M.Ö. 460-377 yıllarında yaşayan ve tıbbın babası olarak bilinen Hipokrat, hastaların tedavisinde istirahat ve temizlik yanında beslenmede yapılacak düzenlemelerin ne kadar önemli olduğunu “Besinle tedavi edebileceğiniz hallerde ilaç tavsiye etmeyiniz” sözüyle açıklamıştır. Hipokrat’ın tedavide besin karışımları denediği ve ilk önemli karışımının bal, sirke ve karabiber olduğu bilinmektedir.
M.Ö. 106-43 yıllarında yaşamış olan Çicero “bedenimiz yiyecek ve içecekle tıka basa doluyken, doğru dürüst düşünemeyiz” diyerek çok yemenin sağlık için sakıncasına dikkat çekmiştir. Lucretius (M.Ö. 95-55) “Bir kişi için yiyecek olan bir nesne bir başkası için zehir olabilir” sözüyle kişilerin besin duyarlılıkları ya da alerjileri olabileceğini, bu nedenle beslenmenin kişiye özgü olması gerektiğini anlatmak istemiştir.
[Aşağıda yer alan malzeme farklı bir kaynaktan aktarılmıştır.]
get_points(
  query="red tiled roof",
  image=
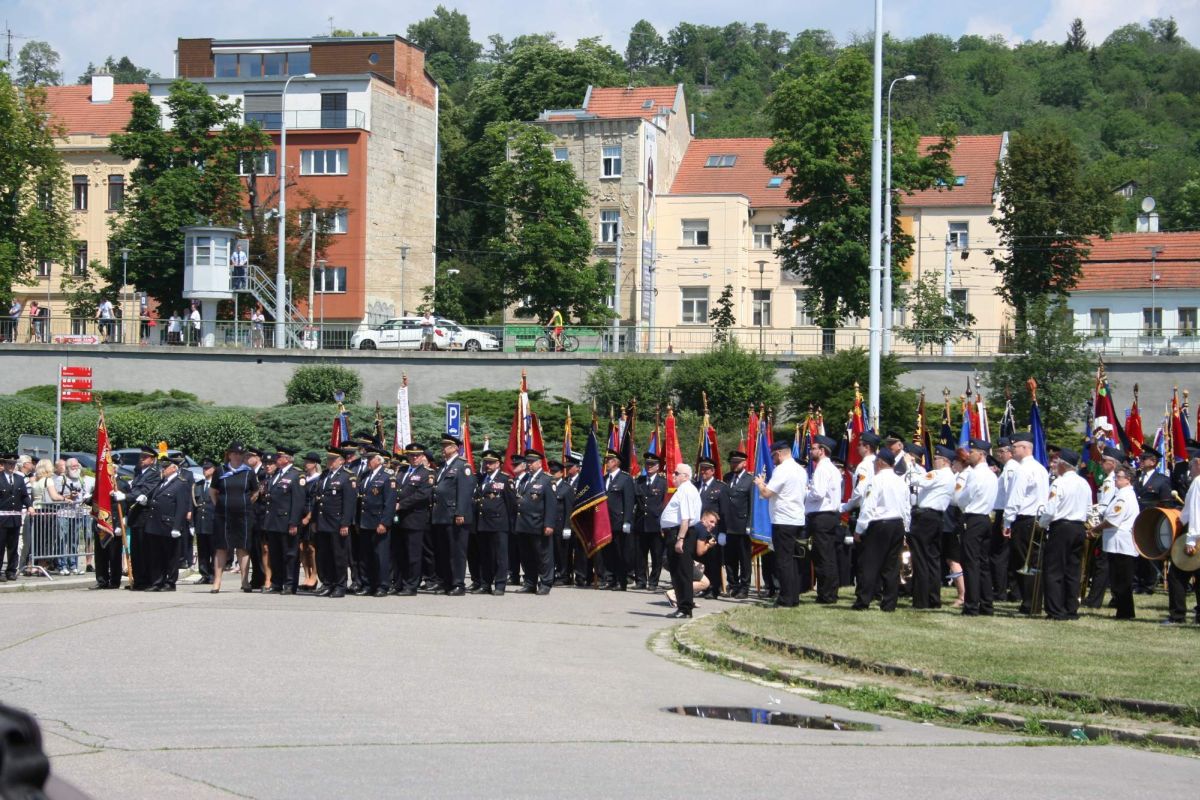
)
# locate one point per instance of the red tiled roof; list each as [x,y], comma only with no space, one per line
[973,157]
[621,102]
[1123,263]
[748,175]
[72,108]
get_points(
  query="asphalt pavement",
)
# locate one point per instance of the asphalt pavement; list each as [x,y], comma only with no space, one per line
[191,695]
Plutarkos (M.S. 120-50) hastalıklarda yanlış beslenmenin kişi için sakıncalı olabileceğini “Zannetme ki yiyecek, sadece yaşama katkıda bulunan bir unsurdur, aynı zamanda ölümün de nedenidir. Çünkü hastalıklar, bollukta da yoklukta olduğu oranda, hastalığa yakalanan bedenlerdeki besinle kuvvet bularak gelişirler” sözü ile dile getirmiştir,
Dünyanın en büyük hekimlerinden biri kabul edilen İbni Sina ; ‘‘ Tıp ilmi ki beyte sığdırılmıştır ve söylemenin güzeli de kısa söylenmesindedir. Az ye! Yedikten sonra hazım oluncaya kadar başka bir şey alma! Zira şifa yemeğin hazım olunmasındadır. İnsanın sağlığını bozan yemek üzerine yemek yemektir. O yüzden tıpta, hastalık ve sağlığın sebeplerini bilmemiz gerekir.’’ demiştir.
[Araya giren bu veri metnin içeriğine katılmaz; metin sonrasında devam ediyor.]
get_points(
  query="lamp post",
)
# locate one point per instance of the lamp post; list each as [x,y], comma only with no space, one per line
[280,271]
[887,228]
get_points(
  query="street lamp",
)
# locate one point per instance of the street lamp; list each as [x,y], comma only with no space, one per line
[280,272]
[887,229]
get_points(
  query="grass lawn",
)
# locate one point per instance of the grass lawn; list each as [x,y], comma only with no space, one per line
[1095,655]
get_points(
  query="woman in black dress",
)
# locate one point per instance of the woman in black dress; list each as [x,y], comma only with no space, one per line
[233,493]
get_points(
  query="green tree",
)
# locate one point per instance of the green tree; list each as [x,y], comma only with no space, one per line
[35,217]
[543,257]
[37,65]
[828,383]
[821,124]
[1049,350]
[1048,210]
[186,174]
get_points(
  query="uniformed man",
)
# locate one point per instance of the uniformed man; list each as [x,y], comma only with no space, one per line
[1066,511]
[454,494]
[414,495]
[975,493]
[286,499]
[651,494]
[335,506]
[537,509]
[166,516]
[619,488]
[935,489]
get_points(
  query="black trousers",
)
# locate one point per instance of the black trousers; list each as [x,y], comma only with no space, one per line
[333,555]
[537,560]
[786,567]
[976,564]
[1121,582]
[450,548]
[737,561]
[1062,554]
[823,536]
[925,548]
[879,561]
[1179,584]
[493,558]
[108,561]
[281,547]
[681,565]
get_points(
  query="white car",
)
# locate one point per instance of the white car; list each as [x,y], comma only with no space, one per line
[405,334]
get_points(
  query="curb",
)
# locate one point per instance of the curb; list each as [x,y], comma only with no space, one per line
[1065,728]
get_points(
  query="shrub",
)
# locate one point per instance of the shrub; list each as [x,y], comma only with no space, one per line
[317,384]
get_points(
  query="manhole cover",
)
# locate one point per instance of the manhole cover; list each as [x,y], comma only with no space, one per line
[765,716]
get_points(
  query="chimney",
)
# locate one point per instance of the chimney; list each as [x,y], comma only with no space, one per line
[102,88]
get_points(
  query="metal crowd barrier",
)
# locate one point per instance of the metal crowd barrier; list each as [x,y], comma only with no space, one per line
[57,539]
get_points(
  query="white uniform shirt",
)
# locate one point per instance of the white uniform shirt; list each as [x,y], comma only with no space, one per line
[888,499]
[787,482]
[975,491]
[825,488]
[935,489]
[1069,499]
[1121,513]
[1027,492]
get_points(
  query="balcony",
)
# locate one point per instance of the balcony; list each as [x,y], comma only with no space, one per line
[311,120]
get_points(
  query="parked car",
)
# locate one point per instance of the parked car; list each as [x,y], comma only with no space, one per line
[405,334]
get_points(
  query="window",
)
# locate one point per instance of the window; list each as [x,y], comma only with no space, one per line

Beslenme bilimi; tüketilen besinleri, bu besinlerin bileşiminin analizini, birbirleriyle etkileşimlerini ve vücuttaki fonksiyonlarını; diyetetik bilimi, besinlerin hastalıklardan korunma ya da hastalıkların tedavisinde ne tür bir beslenme planı ile sunulması gerektiğini temel alarak gelişmeye devam etmektedir. Beslenme biliminin tarihin tüm dönemlerinde insan yaşamı ve sağlığı için ön planda olduğu, bilimsel ve teknolojik gelişmelerle beslenme ve diyetetik biliminin sürekli geliştiği, beslenme bilgilerinin yenilendiği görülmektedir. Bu dinamik bilim alanı insan yaşamının merkezinde olup, sağlığı gelecekte de etkilemeye devam edecek gibi görünmektedir" ifadelerine yer verdi.